Hunting around the itty bitty window for my dozen or more objects among the hundreds just seemed silly to me. I knew what I wanted and had all the object names in a table, why couldn't I just script them and compare them to production?
Of course with me in charge of the programming, now I can. With my utility, if you put your object names in a table, just run a select query and you can generate scripts for all of them in one click, no more hunting through tiny windows. You can also compare all your scripts to the production version to confirm you changes. If you want to do it again at a later date, you're just 2 clicks away from answers.
And if the script generates an error, we won't help you find where.
If that's not bad enough, if you do hit an error in your script, say something doesn't recompile, it can be impossible to tell which stored procedure didn't compile. You have an error somewhere in a twenty page script. Where? Put in some print statements and rerun it. Of course, but my opinion is that the scripter should have put them in for you.
That's what my scripter does, it scripts the drops together with the object and a print statement so you can see which object causes a problem. Even better, it does it inside a transaction so that if the script encounters an error, the whole thing will rollback.

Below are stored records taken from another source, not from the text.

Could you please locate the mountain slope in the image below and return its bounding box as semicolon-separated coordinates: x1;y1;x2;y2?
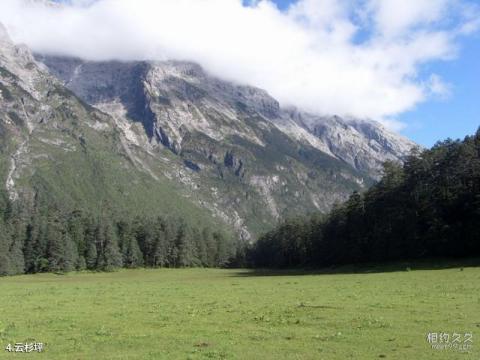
0;21;413;239
33;55;414;238
0;23;220;229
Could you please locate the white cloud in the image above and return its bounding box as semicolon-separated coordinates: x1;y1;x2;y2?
0;0;480;129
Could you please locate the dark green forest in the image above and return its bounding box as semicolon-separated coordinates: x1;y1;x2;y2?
0;192;236;275
249;130;480;268
0;130;480;275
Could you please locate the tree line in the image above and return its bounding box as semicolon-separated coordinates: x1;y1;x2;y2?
0;193;236;275
248;130;480;267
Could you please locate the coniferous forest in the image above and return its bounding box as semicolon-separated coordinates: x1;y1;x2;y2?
0;193;234;275
0;130;480;275
250;130;480;267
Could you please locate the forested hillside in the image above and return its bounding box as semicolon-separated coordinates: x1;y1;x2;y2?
0;193;235;275
251;130;480;267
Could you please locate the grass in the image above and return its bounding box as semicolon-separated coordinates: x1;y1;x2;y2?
0;267;480;360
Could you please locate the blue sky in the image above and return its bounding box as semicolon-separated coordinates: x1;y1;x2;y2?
5;0;480;147
262;0;480;147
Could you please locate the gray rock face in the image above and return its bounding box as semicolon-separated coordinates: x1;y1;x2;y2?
0;29;414;239
38;57;416;179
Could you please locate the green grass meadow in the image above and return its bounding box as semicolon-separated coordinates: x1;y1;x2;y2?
0;267;480;360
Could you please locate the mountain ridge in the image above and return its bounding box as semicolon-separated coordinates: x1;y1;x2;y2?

When you're recompiling 600 procs, you usually have an interest in knowing how far you've gotten and how long it will take to finish. With my scripter printing the object name before every creation you can also judge the status of your script by watching the object names scroll by as they are being compiled. Generate the script in alphabetic order and you'll see at a glance how far your recompile has gotten.
As long as we're just recompiling why do I have to do any work at all?
Sometimes you just want to make sure your procs and triggers recompile against the current schema or refresh the sysdepends information. There should be an automated option for this. That's my opinion, and my tool backs it up. Select your database, say you want all objects, press recompile. Procs and triggers will be recompiled. You can set a pause on error or just let it rip and evaluate the results when its done.